Calvin explains: “‘I(WE) AM(ARE) ANONYMOUS’, is an interactive video installation that seeks to reveal the duality and complexity of being anonymous. The installation invited users to anonymously create content which was visually broadcast in the exhibition space. The installation is made up of two parts, creation and propagation.
“The creation component is an ‘anonymous zone’ where users can create content under the guise of anonymity. Within the anonymous zone, the participant can see outside, but the onlookers will not be able to know who the participant is. This represents the power of anonymity.
“In the anonymous zone, the user was filmed, but their face was not shown. This emphasizes the idea of hiding in plain sight through anonymity and the freedom it affords.
“The propagation component broadcasts the activities from the anonymous zone on the wall opposite the creation component. However, instead of the face of the anonymous participant appearing, the faces of onlookers were reflected, representing the idea that an individual becomes the collective through anonymity – both trivializing and empowering their existence.

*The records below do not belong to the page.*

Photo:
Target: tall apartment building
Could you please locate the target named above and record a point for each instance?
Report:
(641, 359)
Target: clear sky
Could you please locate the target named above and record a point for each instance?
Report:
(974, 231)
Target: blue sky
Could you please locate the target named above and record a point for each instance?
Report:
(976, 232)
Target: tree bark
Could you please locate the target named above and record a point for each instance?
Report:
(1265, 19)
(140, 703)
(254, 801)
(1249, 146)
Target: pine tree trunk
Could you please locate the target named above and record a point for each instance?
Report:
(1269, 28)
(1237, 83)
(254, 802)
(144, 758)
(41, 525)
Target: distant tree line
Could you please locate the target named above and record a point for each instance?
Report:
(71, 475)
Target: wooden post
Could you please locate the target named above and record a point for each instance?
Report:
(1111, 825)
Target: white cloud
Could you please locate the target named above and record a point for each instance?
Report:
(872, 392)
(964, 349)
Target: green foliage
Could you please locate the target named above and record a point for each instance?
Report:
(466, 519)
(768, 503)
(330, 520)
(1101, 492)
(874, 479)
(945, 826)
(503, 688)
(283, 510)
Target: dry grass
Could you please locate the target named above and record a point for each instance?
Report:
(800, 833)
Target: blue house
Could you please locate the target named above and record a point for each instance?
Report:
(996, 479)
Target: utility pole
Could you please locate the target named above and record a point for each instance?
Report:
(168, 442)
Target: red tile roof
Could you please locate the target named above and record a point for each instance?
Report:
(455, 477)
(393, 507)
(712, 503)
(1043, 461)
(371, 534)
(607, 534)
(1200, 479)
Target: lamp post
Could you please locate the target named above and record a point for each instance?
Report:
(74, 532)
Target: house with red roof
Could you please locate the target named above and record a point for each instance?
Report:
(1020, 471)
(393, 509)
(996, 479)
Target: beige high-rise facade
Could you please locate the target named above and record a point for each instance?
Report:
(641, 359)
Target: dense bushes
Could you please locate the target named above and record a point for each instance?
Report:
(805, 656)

“Additionally, as the content will not be filtered, it will reflect the presence or absence of social responsibility and morality once ‘I (we) am (are) anonymous’.
“Process-wise, we started by establishing an idea based on the exhibition brief. After bouncing it back and forth between the three of us, we finally decided on one which we really liked and then proceeded to build on it. We came up with the initial idea of representing an anonymous state more tangibly, but it was important to us that it was still visually impressive.
“When it came to construction, we worked long hours every Monday and Wednesday over the whole of October. Despite having planned the project four months prior to the event, our space was only confirmed a month before, so this prevented us from moving forward. But with Aitor’s experience in the 3D workshop, construction moved quickly and the resultant booth was constructed in slightly over a week.
“I then refined the software and made it fit our installation while Chin Chin worked on the visual communication of the booth. The last hurdle we had was storage and transport. As it was a large structure we had to store it in school and then transport it to the RA. Making the structure flat-pack was a really smart decision on our part as transport was so much more manageable this way.
“Lastly, we had to set up for the actual event at the RA. This was more of a challenge than an actual problem as the RA staff were very helpful. We set up the installation in about 3 hours and then proceeded to test it for another 1 hour. Once we were satisfied with the outcome, we packed up, took a break and waited for the event to start.”